Excellent effect of walking for 10 minutes after eating
Walking is considered one of the most cost-effective exercises that can be done easily. No special equipment is required for walking. No special talent is required. All you have to do is wave your arms and lightly step forward. The effect is great. Walking more than a certain amount every day reduces the risk of obesity, heart disease, diabetes, as well as cancer. Walking at any time of the day also helps. There are times when walking is particularly useful for the body. Learn about this based on data from fitness and nutrition media ‘Wellfit.com’.
◇ Effect of walking on weight loss
Basic calorie consumption is what you burn each day. This use is relatively constant every day. On days when you are busy or when you exercise, such as walking, you burn extra calories. Because the relationship between calorie intake and utilization plays a large role in weight loss, the more you move, such as walking, the more likely you are to reach your weight loss goal.
Exercise helps control blood sugar levels. A study in people with type 2 diabetes found that walking for 10 minutes after a meal each day lowered blood sugar levels more than walking for 30 minutes at other times of the day. In addition, a study published by the American Diabetes Association (ADA) confirmed a similar effect in patients with prediabetes.

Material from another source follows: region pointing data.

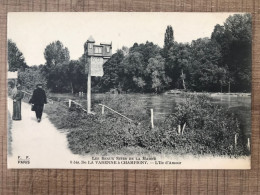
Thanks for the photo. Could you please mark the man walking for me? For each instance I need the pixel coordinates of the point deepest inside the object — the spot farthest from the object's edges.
(38, 99)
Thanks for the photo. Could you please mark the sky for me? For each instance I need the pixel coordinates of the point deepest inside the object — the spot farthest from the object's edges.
(33, 31)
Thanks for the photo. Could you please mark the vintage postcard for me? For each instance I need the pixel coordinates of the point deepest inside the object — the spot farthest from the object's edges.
(129, 90)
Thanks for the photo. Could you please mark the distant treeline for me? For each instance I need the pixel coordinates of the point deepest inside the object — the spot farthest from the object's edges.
(216, 64)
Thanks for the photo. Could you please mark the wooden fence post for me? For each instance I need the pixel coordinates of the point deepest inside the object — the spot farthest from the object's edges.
(235, 140)
(152, 118)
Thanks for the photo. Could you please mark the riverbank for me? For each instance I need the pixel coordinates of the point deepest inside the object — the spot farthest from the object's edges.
(209, 128)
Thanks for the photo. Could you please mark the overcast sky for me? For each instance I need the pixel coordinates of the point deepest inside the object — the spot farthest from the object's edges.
(32, 32)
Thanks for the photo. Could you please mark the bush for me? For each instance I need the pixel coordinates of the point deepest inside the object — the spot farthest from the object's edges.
(210, 129)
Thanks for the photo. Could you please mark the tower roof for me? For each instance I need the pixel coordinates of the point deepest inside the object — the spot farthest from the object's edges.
(91, 39)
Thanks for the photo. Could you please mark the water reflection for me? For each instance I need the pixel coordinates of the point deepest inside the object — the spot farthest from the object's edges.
(165, 104)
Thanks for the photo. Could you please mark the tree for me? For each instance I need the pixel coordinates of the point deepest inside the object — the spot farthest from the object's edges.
(234, 39)
(76, 75)
(177, 63)
(155, 71)
(16, 59)
(57, 61)
(55, 53)
(168, 40)
(30, 77)
(112, 71)
(205, 72)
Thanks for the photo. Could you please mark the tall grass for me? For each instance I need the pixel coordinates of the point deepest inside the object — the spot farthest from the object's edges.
(209, 129)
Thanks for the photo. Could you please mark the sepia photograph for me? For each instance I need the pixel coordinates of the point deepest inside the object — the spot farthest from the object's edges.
(129, 90)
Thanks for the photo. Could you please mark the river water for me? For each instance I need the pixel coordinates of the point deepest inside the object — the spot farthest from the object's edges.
(164, 104)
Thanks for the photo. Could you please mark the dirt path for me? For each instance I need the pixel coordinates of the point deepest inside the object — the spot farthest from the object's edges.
(41, 142)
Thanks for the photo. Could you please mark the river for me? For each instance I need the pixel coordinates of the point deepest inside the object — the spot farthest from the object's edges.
(164, 104)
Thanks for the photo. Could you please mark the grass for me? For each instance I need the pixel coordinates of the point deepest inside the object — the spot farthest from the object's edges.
(210, 129)
(9, 134)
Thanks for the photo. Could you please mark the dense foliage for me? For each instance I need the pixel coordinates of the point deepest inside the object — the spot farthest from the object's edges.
(220, 63)
(209, 128)
(16, 59)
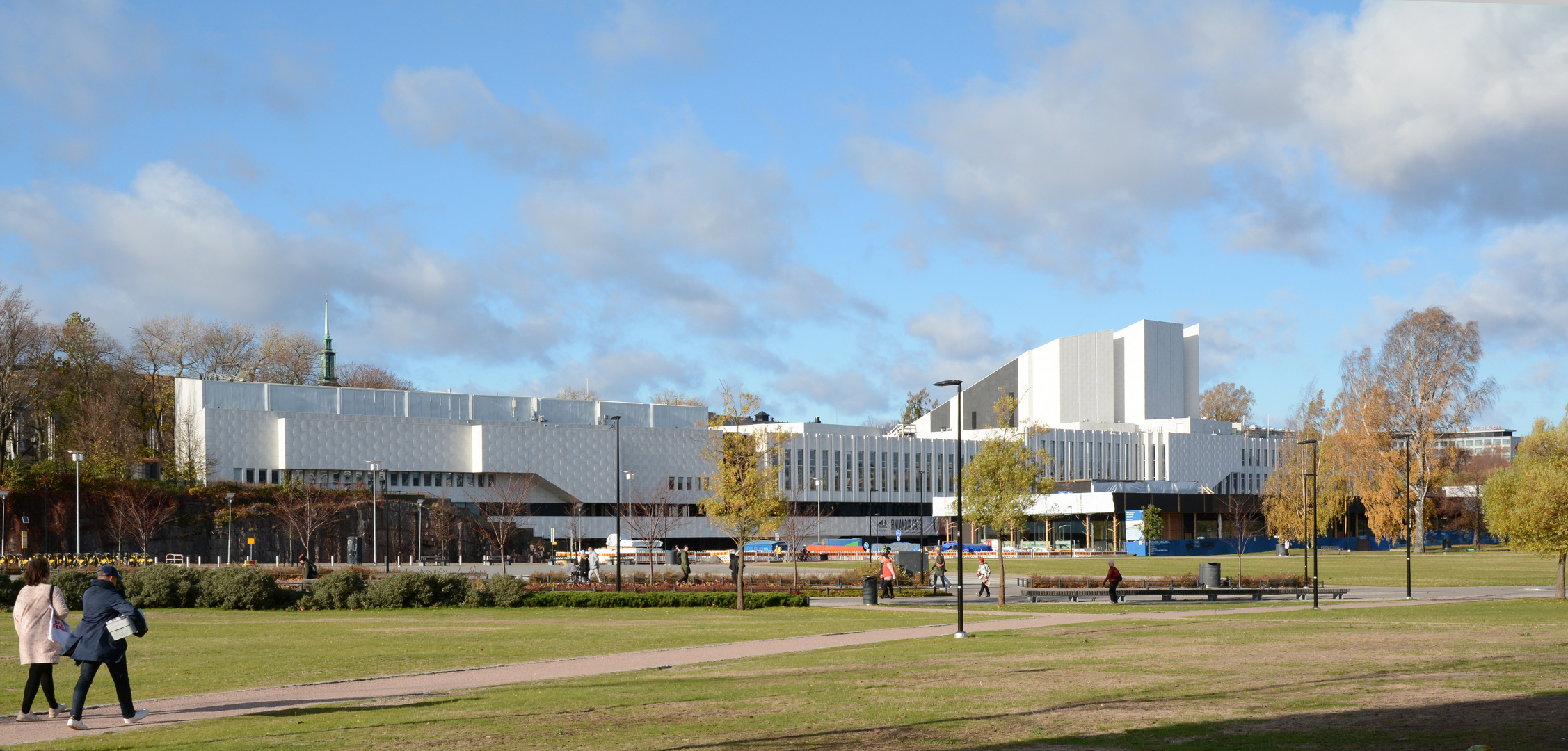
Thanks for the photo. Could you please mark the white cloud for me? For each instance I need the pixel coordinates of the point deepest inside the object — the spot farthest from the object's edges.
(175, 243)
(440, 106)
(72, 56)
(1445, 104)
(1520, 292)
(640, 30)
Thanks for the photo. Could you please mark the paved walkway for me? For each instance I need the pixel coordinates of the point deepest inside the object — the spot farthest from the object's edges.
(280, 698)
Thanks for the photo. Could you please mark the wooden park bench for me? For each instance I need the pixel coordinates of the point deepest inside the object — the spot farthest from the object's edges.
(1213, 595)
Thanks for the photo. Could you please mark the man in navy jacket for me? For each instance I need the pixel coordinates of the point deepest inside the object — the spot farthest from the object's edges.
(93, 647)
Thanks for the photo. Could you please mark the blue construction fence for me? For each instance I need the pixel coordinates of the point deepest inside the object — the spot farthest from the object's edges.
(1222, 546)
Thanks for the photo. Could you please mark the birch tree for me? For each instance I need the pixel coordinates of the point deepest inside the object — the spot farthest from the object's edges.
(1419, 383)
(1002, 478)
(745, 499)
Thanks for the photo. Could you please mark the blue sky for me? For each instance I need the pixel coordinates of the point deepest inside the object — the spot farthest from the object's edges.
(826, 204)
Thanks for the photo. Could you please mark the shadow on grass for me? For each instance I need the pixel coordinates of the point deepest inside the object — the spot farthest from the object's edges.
(1531, 722)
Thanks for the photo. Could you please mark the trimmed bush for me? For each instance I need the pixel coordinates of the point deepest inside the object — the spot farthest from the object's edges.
(163, 587)
(339, 590)
(71, 586)
(505, 590)
(240, 588)
(610, 599)
(415, 590)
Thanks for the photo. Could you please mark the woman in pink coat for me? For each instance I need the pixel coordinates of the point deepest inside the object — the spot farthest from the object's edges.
(36, 607)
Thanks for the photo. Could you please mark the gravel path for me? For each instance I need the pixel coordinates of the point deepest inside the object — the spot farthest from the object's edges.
(253, 701)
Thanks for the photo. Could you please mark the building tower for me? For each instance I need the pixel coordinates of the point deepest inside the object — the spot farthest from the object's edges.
(328, 360)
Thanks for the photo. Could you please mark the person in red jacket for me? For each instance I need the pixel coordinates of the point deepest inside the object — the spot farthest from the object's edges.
(1112, 579)
(888, 576)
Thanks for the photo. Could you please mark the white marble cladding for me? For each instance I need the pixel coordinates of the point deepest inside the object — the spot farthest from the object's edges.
(193, 394)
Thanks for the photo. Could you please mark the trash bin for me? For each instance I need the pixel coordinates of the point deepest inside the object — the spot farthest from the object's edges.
(1209, 574)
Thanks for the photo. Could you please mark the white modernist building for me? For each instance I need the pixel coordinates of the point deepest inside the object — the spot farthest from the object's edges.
(1119, 408)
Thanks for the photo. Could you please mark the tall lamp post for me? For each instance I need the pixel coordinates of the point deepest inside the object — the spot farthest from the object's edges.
(230, 552)
(1409, 521)
(375, 535)
(1314, 518)
(76, 458)
(817, 483)
(616, 499)
(3, 494)
(959, 419)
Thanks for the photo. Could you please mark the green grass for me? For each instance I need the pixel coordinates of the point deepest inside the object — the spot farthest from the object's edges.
(200, 651)
(1201, 684)
(1457, 568)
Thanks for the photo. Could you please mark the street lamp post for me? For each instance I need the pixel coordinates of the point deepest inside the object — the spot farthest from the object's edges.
(959, 419)
(3, 494)
(375, 537)
(76, 458)
(1409, 521)
(1314, 518)
(616, 501)
(817, 483)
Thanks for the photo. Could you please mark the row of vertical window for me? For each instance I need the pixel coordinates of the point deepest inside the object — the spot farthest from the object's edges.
(358, 478)
(840, 469)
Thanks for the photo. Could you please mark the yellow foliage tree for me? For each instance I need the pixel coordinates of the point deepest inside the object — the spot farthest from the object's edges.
(1528, 501)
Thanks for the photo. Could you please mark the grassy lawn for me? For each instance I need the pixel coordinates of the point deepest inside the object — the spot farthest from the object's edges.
(198, 651)
(1457, 568)
(1490, 673)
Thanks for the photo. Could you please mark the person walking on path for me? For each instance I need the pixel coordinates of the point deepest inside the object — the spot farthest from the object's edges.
(941, 570)
(888, 576)
(306, 568)
(91, 647)
(38, 607)
(1112, 579)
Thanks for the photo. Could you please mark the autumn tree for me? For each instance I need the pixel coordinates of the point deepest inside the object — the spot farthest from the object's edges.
(745, 499)
(21, 347)
(1528, 501)
(673, 397)
(1419, 383)
(655, 513)
(570, 392)
(499, 506)
(915, 407)
(306, 508)
(1286, 502)
(1226, 402)
(360, 376)
(1002, 481)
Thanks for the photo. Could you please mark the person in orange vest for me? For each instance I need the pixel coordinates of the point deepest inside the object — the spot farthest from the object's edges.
(890, 573)
(1112, 579)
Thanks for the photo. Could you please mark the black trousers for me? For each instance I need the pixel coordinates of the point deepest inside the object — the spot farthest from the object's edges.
(116, 672)
(40, 675)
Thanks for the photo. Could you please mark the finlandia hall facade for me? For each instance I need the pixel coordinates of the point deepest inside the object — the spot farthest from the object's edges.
(1120, 410)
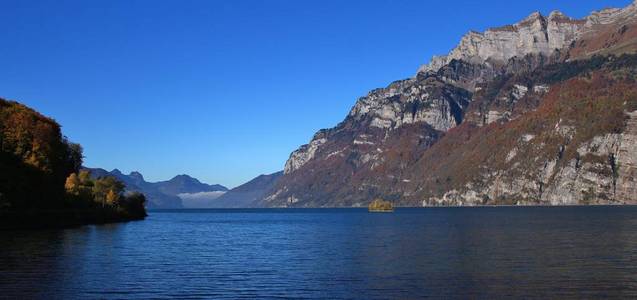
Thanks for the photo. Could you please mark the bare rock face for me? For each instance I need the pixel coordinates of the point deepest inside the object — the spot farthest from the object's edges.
(427, 100)
(533, 35)
(521, 114)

◇ Walking after eating, control blood sugar level
Exercise helps control blood sugar levels. When you do moderate intensity exercise, such as brisk walking, your heart rate (heart rate) increases, which causes your muscles to preferentially use carbohydrates or sugars for energy. In other words, if you walk after your blood sugar rises after eating, your muscles use the sugars in your blood.
Controlling blood sugar levels is very important for maintaining cardiovascular health and is beneficial for weight loss. If your blood sugar is not well controlled, too much blood sugar is converted into fat, which can make you gain weight more easily. Exercise after a meal is also good as it relieves the pancreas of the effort to regulate blood sugar along with insulin.
An appropriate amount of exercise is recommended to achieve these effects. Do 150 minutes of moderate intensity exercise, such as brisk walking, every week. This means that even if you spend just 20 minutes a day exercising, you can reduce your risk of heart disease and diabetes, and even have bone health and weight loss effects.
Walking at any time of the day benefits our mental and physical health. However, walking after a meal has an advantage as it helps control blood sugar in people with type 2 diabetes or pre-diabetes, one of the most common diseases of modern people.
Even people who do not yet have particular health problems can benefit from walking as a preventative measure to lose weight and improve general health. However, exercising immediately after eating can cause stomach pain, so you should walk lightly like a walk first, and walk at a moderate or higher intensity after you feel somewhat light.